Los hechos recientes en Acteal siguen recordándonos de manera dura, brutal, que mientras en unos espacios avanzamos dificultosamente hacia la democracia, en otros persiste un México bárbaro que se niega a morir, que hay zonas oscuras e intersticios por los que se cuelan intereses atávicos. La tragedia expresa el desgarramiento del tejido social. La permanencia de un impasse en las negociaciones entre el EZLN y el gobierno federal ha acentuado la degradación social en el estado y ha establecido las condiciones para que distintos actores echaran a andar una guerra de movimientos. El diferimiento de un acuerdo ha problematizado el conflicto.
La sociedad reclama hechos. No el desdén ni los viejos usos de creer que el paso del tiempo entierra o diluye los agravios. Justicia. Pero no sólo respecto de este crimen horrendo, sino una que cierre las posibilidades a la lógica de la violencia. Nadie tiene derecho a apostar a la descomposición social.
Escribe Norberto Bobbio en El tiempo de los derechos, que ``no existe violencia, incluso la más cruel, que no haya sido justificada como respuesta, como única respuesta posible, a la violencia de otros; la violencia del rebelde como respuesta a la del Estado, la de éste a la del rebelde, en una cadena sin fin, como no tiene fin la de reyertas familiares y la de la venganza pública''.
Para evitar que rencores y agravios se tornen eslabones de una violencia sin fin, es preciso reconocer las profundas raíces del conflicto, la enorme complejidad del escenario y la diversidad de actores que va mucho más allá de los dos que aparecían como protagonistas. La agregación y sobreposición de pugnas e intereses viejos y nuevos, económicos, religiosos, políticos, se ha traducido en intolerancia política y exacerbación de diferencias y antiguos enconos. Por ello, en la herida abierta para todos que es Chiapas, las soluciones no pasan por las armas sino por la recuperación de la política.
Reanudar el diálogo del gobierno con el EZLN es una condición necesaria, pero no suficiente. Hace falta mucho más que eso: generar las condiciones para sentar sobre bases de elemental justicia, el respeto a la diversidad étnica, cultural, religiosa, política económica, que permita convivir en paz. Pero hay una condición sine qua non: desterrar la explotación de los indios. No se podrá construir la convivencia social sin atender la pobreza extrema, la ignorancia, sin ofrecer alternativas para anchas franjas sociales.
De ahí la urgencia de que, como escribió recientemente Carlos Fuentes, ``la negociación chiapaneca se convierta en negociación, debate y acuerdo nacionales, pauta para superar antiguos conflictos y espacio para concertar nuevos propósitos en un México cuyo destino y vocación mestizos no pueden excluir ni transformar a la fuerza a las antiguas minorías''.
Es necesario un nuevo pacto social que conduzca, como condición, a una paz con justicia, a una paz digna; lo que no se dará sin recuperar la voluntad y la confianza de todos los actores y agentes sociales.

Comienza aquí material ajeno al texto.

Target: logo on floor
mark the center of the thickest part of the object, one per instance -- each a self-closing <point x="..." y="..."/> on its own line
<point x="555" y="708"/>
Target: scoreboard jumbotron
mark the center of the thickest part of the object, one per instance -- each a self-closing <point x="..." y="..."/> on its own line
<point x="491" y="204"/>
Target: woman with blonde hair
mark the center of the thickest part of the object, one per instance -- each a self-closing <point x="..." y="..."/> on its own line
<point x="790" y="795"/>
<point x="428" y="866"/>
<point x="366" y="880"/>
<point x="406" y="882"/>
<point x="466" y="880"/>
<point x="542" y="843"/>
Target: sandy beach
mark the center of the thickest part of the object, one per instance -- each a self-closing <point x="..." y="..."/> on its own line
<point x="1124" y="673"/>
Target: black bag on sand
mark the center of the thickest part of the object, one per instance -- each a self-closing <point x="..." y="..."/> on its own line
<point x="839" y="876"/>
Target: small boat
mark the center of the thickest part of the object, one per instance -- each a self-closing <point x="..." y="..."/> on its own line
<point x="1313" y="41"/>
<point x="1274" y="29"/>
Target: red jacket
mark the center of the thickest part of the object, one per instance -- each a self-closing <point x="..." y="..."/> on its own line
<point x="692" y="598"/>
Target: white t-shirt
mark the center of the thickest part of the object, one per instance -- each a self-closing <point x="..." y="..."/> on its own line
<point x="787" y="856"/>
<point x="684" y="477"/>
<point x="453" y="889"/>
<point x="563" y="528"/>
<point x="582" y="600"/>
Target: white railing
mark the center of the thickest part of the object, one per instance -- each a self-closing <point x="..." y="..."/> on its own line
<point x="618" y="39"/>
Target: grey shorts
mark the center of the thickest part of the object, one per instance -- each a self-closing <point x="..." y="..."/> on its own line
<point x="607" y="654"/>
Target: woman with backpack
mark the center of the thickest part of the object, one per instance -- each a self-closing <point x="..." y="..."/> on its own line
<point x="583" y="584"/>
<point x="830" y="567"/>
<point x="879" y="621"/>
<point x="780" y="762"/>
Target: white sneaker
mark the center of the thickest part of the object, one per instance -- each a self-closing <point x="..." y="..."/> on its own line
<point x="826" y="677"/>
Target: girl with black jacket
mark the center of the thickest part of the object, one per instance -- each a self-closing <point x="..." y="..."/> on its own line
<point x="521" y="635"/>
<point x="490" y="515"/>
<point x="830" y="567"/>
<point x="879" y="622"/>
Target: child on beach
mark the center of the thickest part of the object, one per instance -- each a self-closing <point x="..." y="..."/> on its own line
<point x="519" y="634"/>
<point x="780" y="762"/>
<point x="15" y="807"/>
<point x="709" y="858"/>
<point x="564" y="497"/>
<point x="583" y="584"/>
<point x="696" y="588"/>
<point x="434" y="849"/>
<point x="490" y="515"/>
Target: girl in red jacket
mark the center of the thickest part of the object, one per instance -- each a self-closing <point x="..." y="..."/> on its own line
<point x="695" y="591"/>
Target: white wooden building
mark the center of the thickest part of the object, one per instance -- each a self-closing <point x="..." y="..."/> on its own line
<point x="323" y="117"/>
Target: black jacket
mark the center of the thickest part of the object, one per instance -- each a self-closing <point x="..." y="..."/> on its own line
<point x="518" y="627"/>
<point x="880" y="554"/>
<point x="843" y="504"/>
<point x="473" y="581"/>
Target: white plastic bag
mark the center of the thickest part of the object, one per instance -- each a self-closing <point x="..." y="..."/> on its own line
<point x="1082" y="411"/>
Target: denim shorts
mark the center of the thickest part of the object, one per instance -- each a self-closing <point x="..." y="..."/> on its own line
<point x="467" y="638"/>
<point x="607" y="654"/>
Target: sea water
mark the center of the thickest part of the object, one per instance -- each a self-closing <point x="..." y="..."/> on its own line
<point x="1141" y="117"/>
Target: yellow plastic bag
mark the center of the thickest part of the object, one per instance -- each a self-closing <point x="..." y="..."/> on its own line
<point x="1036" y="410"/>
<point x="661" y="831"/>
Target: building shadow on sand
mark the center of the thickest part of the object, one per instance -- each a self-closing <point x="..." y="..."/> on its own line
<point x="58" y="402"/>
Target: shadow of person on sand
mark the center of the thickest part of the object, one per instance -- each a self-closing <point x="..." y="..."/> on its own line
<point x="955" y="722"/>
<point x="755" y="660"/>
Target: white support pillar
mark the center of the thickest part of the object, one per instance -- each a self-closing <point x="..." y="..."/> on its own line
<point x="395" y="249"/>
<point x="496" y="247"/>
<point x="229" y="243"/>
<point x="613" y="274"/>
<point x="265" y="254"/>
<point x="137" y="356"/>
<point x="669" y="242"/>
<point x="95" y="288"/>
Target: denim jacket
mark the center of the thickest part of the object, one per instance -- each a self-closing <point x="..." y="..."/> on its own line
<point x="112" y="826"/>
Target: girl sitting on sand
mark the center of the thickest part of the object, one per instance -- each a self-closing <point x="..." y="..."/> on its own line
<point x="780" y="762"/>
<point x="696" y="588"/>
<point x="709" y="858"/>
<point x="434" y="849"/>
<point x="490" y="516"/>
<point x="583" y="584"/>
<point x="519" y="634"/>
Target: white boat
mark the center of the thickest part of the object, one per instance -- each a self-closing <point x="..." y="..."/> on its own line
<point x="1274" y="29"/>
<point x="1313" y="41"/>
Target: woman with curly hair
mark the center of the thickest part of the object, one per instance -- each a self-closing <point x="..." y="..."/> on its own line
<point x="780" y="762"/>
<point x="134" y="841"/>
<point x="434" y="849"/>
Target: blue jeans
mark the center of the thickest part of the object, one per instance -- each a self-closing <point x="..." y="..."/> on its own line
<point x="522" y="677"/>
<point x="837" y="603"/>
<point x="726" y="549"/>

Subrayo todos. Pero, además, un acuerdo social implica, necesariamente, la voluntad política de las partes de concurrir con una lógica de negociación. Es decir, sin rigideces y con la determinación de restaurar, de forma consensuada, el tejido social.
Regresar a la política no es sólo la mejor solución, sino la única. La otra, la vía armada, implica la negación para una sociedad que se ha propuesto la democracia como forma de convivencia. Vale recordar que la democracia sólo se alcanza cuando la violencia deja de ser una opción política.
En cierta forma, Chiapas es hoy la República y un reto crucial de dimensión histórica. El futuro de nuestra democracia tiene en Chiapas su mayor desafío porque la democracia no es un enclave, sino un espacio ubicuo: está en todos lados, al mismo tiempo.